PA-LOCO: Learning Perturbation-Adaptive Locomotion for Quadruped Robots
Zhiyuan Xiao, Xinyu Zhang, Xiang Zhou, Qingrui Zhang
TL;DR
This work tackles robust blind quadruped locomotion under external perturbations with no force sensors by proposing PA-LOCO, a privileged-learning framework that adds multiple encoders ($E^F$, $E^T$, $E^S$) and a residual policy to enable perturbation-adaptive behavior through latent features $l^F_t$, $l^T_t$, $l^S_t$. Training proceeds in three phases: teacher trained with privileged information, student imitation using proprioceptive observations, and residual network optimization to boost performance under disturbances. Empirical results on a Unitree GO1 demonstrate improved robustness, stability, and faster recovery across diverse terrains, with ablations confirming the benefits of the multi-encoder latent decoupling and residual module. The findings suggest that decoupling privileged information into dedicated latent spaces and augmenting the student with a residual path can significantly enhance real-world quadruped locomotion under perturbations.
Abstract
Numerous locomotion controllers have been designed based on Reinforcement Learning (RL) to facilitate blind quadrupedal locomotion traversing challenging terrains. Nevertheless, locomotion control is still a challenging task for quadruped robots traversing diverse terrains amidst unforeseen disturbances. Recently, privileged learning has been employed to learn reliable and robust quadrupedal locomotion over various terrains based on a teacher-student architecture.
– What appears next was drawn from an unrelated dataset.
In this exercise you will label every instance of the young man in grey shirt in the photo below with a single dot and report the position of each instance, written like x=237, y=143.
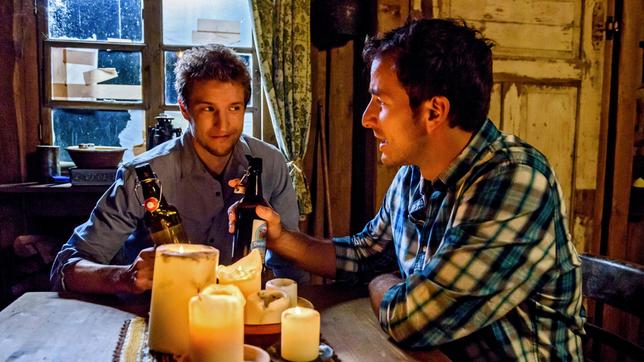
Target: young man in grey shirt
x=111, y=252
However, its one-encoder structure is not adequate in addressing external force perturbations. The student policy would experience inevitable performance degradation due to the feature embedding discrepancy between the feature encoder of the teacher policy and the one of the student policy. Hence, this paper presents a privileged learning framework with multiple feature encoders and a residual policy network for robust and reliable quadruped locomotion subject to various external perturbations. The multi-encoder structure can decouple latent features from different privileged information, ultimately leading to enhanced performance of the learned policy in terms of robustness, stability, and reliability. The efficiency of the proposed feature encoding module is analyzed in depth using extensive simulation data. The introduction of the residual policy network helps mitigate the performance degradation experienced by the student policy that attempts to clone the behaviors of a teacher policy. The proposed framework is evaluated on a Unitree GO1 robot, showcasing its performance enhancement over the state-of-the-art privileged learning algorithm through extensive experiments conducted on diverse terrains. Ablation studies are conducted to illustrate the efficiency of the residual policy network.